First, you have to know where to drill the hole for the particular lock on your safe. If you’re a locksmith, this isn’t so hard. I was surprised to discover that if you’re not a locksmith, it isn’t so hard either. As I mentioned earlier, we called the manufacturer to ask about drill points. On the initial call, we were told that we needed to provide several forms of proof that we were either a) the legitimate owners of the safe, or b) qualified locksmiths working for the legitimate owner of the safe. We gathered the necessary info while the dialer ran it’s last run, and when it failed, we called them back. We should have just called back, since the second person we spoke with didn’t bother to verify any of our information. Instead, he gave us the “try-out combination”, which is the default combination as shipped form the factory. All safes have try-out combinations, and you would be surprised to find out how many people never change this default combination. He also gave us the drill points for a borescope, and for the fence. Without verifying any information. So if we HAD stolen this safe, we would now have the default combination, as well as the drill points. The default combo didn’t work, so we decided to drill for the borescope method. Easy-pe…oh forget it, it’s not easy.

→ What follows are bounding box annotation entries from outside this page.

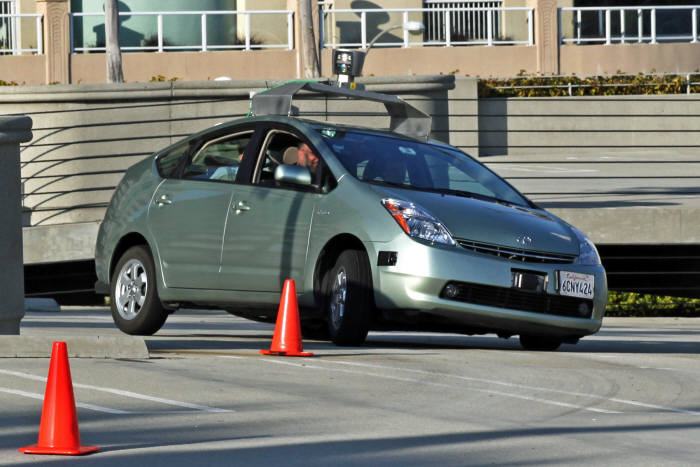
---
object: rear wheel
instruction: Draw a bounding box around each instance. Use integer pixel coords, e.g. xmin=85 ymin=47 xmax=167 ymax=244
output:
xmin=110 ymin=246 xmax=168 ymax=336
xmin=324 ymin=250 xmax=372 ymax=345
xmin=520 ymin=334 xmax=562 ymax=352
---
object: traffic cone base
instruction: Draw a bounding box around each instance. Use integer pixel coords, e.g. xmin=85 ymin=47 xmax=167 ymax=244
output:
xmin=260 ymin=279 xmax=314 ymax=357
xmin=19 ymin=342 xmax=99 ymax=456
xmin=260 ymin=350 xmax=314 ymax=357
xmin=19 ymin=444 xmax=100 ymax=456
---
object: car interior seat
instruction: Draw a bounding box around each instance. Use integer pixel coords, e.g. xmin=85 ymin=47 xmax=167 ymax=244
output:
xmin=282 ymin=146 xmax=299 ymax=165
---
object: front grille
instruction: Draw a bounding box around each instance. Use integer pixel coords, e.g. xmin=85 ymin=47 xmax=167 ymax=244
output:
xmin=440 ymin=282 xmax=593 ymax=318
xmin=457 ymin=239 xmax=576 ymax=264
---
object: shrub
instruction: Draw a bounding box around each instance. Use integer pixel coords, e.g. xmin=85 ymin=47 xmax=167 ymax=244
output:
xmin=479 ymin=70 xmax=700 ymax=97
xmin=605 ymin=291 xmax=700 ymax=317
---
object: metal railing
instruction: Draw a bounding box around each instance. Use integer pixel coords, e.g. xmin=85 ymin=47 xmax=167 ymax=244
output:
xmin=319 ymin=6 xmax=534 ymax=48
xmin=70 ymin=10 xmax=294 ymax=53
xmin=559 ymin=5 xmax=700 ymax=45
xmin=0 ymin=13 xmax=44 ymax=55
xmin=423 ymin=0 xmax=503 ymax=41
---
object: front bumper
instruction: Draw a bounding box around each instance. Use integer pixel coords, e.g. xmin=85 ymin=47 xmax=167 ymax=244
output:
xmin=366 ymin=235 xmax=607 ymax=338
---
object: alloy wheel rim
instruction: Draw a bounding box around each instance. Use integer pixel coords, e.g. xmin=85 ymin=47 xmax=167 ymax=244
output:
xmin=114 ymin=259 xmax=148 ymax=320
xmin=330 ymin=268 xmax=348 ymax=329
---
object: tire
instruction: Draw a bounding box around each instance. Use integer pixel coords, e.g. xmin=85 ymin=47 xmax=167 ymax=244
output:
xmin=110 ymin=245 xmax=168 ymax=336
xmin=323 ymin=250 xmax=373 ymax=346
xmin=520 ymin=334 xmax=562 ymax=352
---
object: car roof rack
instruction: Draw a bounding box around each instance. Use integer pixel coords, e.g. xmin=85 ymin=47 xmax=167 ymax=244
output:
xmin=251 ymin=81 xmax=431 ymax=141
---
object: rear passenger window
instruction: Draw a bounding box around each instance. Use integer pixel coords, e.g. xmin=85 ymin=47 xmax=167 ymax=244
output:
xmin=156 ymin=142 xmax=190 ymax=178
xmin=183 ymin=131 xmax=253 ymax=183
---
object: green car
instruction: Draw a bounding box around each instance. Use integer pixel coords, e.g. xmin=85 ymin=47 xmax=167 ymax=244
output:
xmin=95 ymin=85 xmax=607 ymax=350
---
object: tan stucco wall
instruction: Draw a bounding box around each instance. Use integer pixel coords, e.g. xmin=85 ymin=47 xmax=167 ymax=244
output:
xmin=322 ymin=46 xmax=537 ymax=76
xmin=16 ymin=0 xmax=36 ymax=51
xmin=0 ymin=55 xmax=46 ymax=84
xmin=236 ymin=0 xmax=288 ymax=44
xmin=71 ymin=50 xmax=296 ymax=83
xmin=559 ymin=43 xmax=700 ymax=75
xmin=325 ymin=0 xmax=423 ymax=43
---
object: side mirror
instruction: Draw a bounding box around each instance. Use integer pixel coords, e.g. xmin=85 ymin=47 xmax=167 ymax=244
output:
xmin=275 ymin=164 xmax=311 ymax=186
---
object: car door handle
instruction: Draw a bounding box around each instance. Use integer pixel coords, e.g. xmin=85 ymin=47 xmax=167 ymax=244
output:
xmin=234 ymin=201 xmax=250 ymax=214
xmin=155 ymin=195 xmax=173 ymax=208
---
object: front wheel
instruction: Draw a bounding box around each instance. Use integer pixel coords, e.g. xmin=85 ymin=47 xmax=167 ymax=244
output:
xmin=110 ymin=246 xmax=168 ymax=336
xmin=324 ymin=250 xmax=373 ymax=345
xmin=520 ymin=334 xmax=562 ymax=352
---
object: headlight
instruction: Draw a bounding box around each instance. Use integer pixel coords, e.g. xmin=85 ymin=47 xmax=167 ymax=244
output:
xmin=571 ymin=227 xmax=600 ymax=266
xmin=382 ymin=198 xmax=455 ymax=245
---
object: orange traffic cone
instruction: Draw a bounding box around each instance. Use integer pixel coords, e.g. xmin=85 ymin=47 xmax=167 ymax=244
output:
xmin=19 ymin=342 xmax=99 ymax=456
xmin=260 ymin=279 xmax=313 ymax=357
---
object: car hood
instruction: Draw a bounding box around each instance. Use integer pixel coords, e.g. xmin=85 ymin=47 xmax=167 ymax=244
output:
xmin=372 ymin=185 xmax=579 ymax=255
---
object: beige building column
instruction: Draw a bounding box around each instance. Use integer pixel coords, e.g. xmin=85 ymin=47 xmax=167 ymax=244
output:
xmin=528 ymin=0 xmax=559 ymax=75
xmin=36 ymin=0 xmax=70 ymax=84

You see, looking through the borescope and trying to line the wheels up is like trying to tie your shoes while looking through a telescope. Everything is so close, it’s hard to tell what you’re looking at. You also don’t get a perfect look at both the wheels and the fence, so you have to keep shifting back and forth, all the while keeping the wheels lined up. This requires patience, a steady hand, and patience. To make a long story short(er) again, we did finally get the safe open.

It is entertaining to me that the safe manufacturer would give out information such as the try-out combo or the drill points without any verification that the person on the other end of the phone was legit. It goes to show that social engineering is an important aspect of your security. If an attacker can compromise your security by making an anonymous phone call, do you really have any security at all?